Late last month, the Massachusetts legislature voted to override Governor Charlie Baker’s veto of the ROE Act, which will take effect to expand legal abortion in the state. Baker, a Republican who calls himself “pro-choice,” vetoed the ROE Act because it had been crammed into the state budget rather than introduced as stand-alone legislation. He also expressed opposition to some specific provisions of the law, and when lawmakers refused to consider his altered proposal, he vetoed it entirely.
It’s little surprise that even a lawmaker who supports legal abortion might have a problem with the ROE Act, which has made Massachusetts one of the most permissive states in the country when it comes to abortion policy.
The legislation allows abortion for any reason before 24 weeks’ gestation, which is after the point at which an infant can survive outside the womb if delivered. It also removes the requirement that abortions be performed by a doctor; now, a physician’s assistant, nurse practitioner, or midwife also may perform an abortion.
Perhaps most controversially, the ROE Act alters the state’s parental-involvement law to permit girls as young as 16 to obtain an abortion without acquiring the consent of her parents, or even so much as informing them. Under the previous state law, all minors had to obtain parental consent, unless she obtained permission from a judge via the judicial-bypass process.
As Dr. Michael New has written here at NRO in the past, Massachusetts was one of the first states to require that minors receive parental consent before an abortion, passing a parental-involvement law in 1981. “A 1986 study in the American Journal of Public Health found strong statistical evidence that this parental-involvement law reduced the abortion rate among minors in Massachusetts,” he noted.

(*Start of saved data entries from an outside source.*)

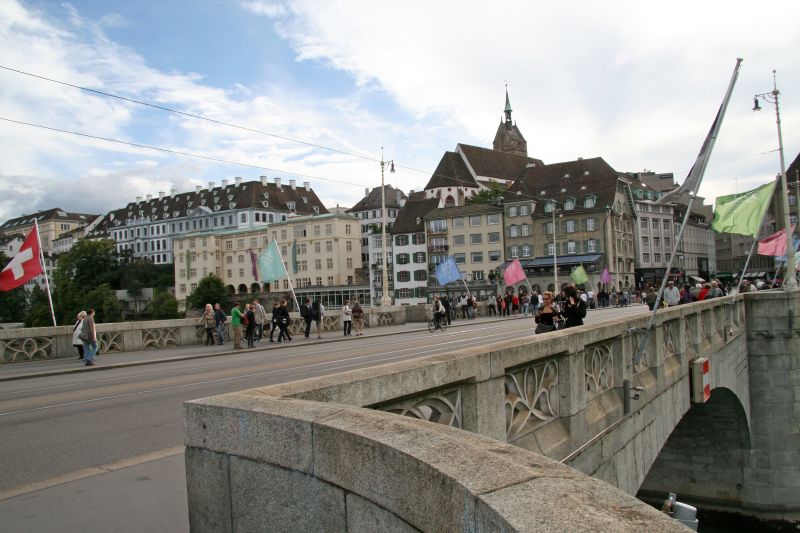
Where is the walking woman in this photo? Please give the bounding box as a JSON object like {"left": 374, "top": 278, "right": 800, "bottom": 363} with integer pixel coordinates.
{"left": 245, "top": 303, "right": 256, "bottom": 348}
{"left": 351, "top": 301, "right": 365, "bottom": 336}
{"left": 276, "top": 299, "right": 292, "bottom": 342}
{"left": 201, "top": 304, "right": 215, "bottom": 345}
{"left": 311, "top": 299, "right": 324, "bottom": 339}
{"left": 80, "top": 308, "right": 98, "bottom": 366}
{"left": 561, "top": 285, "right": 587, "bottom": 328}
{"left": 534, "top": 292, "right": 560, "bottom": 334}
{"left": 72, "top": 311, "right": 86, "bottom": 359}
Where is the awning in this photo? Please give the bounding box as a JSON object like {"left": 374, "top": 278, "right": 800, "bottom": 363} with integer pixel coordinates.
{"left": 525, "top": 254, "right": 603, "bottom": 268}
{"left": 689, "top": 276, "right": 705, "bottom": 283}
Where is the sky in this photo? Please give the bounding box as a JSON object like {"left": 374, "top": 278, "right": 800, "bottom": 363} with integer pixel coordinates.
{"left": 1, "top": 0, "right": 799, "bottom": 222}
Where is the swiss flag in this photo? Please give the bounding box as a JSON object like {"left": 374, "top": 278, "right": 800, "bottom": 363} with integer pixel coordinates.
{"left": 0, "top": 226, "right": 43, "bottom": 291}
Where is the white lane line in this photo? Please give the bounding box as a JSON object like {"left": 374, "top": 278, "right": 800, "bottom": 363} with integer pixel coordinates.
{"left": 0, "top": 329, "right": 527, "bottom": 417}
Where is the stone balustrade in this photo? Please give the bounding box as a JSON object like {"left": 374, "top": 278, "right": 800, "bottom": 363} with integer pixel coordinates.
{"left": 0, "top": 306, "right": 410, "bottom": 364}
{"left": 185, "top": 295, "right": 748, "bottom": 531}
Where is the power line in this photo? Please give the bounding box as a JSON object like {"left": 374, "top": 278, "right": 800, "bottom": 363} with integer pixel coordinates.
{"left": 0, "top": 116, "right": 366, "bottom": 187}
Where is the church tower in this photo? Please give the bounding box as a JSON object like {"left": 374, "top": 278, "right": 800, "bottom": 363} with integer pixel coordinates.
{"left": 492, "top": 88, "right": 527, "bottom": 157}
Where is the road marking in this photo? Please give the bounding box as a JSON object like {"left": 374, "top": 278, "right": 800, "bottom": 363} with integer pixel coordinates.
{"left": 0, "top": 446, "right": 184, "bottom": 502}
{"left": 0, "top": 329, "right": 524, "bottom": 417}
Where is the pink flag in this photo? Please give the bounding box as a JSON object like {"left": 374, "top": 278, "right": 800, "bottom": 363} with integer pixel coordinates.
{"left": 758, "top": 225, "right": 795, "bottom": 257}
{"left": 503, "top": 259, "right": 526, "bottom": 286}
{"left": 600, "top": 266, "right": 612, "bottom": 285}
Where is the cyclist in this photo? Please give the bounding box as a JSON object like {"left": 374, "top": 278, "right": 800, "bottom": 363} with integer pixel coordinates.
{"left": 432, "top": 296, "right": 446, "bottom": 330}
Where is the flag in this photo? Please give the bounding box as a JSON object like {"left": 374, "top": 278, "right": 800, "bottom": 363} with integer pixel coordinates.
{"left": 503, "top": 258, "right": 526, "bottom": 286}
{"left": 257, "top": 240, "right": 287, "bottom": 283}
{"left": 570, "top": 264, "right": 589, "bottom": 285}
{"left": 248, "top": 249, "right": 259, "bottom": 281}
{"left": 435, "top": 256, "right": 462, "bottom": 286}
{"left": 757, "top": 225, "right": 795, "bottom": 257}
{"left": 712, "top": 181, "right": 777, "bottom": 237}
{"left": 291, "top": 240, "right": 298, "bottom": 274}
{"left": 0, "top": 226, "right": 43, "bottom": 291}
{"left": 185, "top": 249, "right": 191, "bottom": 273}
{"left": 658, "top": 59, "right": 742, "bottom": 204}
{"left": 600, "top": 266, "right": 612, "bottom": 285}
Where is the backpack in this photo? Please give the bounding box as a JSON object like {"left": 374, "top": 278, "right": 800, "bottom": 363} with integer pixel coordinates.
{"left": 242, "top": 313, "right": 249, "bottom": 327}
{"left": 300, "top": 304, "right": 310, "bottom": 318}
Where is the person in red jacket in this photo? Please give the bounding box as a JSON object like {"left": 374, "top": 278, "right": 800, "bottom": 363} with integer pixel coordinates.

Today, proponents of abortion prefer to pretend that parental-consent laws exist merely to subject young girls to conflict with their parents. In reality, such laws are an essential safeguard for minors, especially in cases when a girl might be seeking an abortion after having been sexually assaulted.
Finally, the bill has watered down the state’s requirement that doctors provide care to newborns delivered alive after surviving an attempted abortion procedure. Whereas Massachusetts law had mandated that physicians work to preserve the life and health of any newborn child who survives an abortion, the new language requires on that there be “life-supporting equipment” present in the room — not that the physician actually use that equipment, or any other measures, to care for a newborn.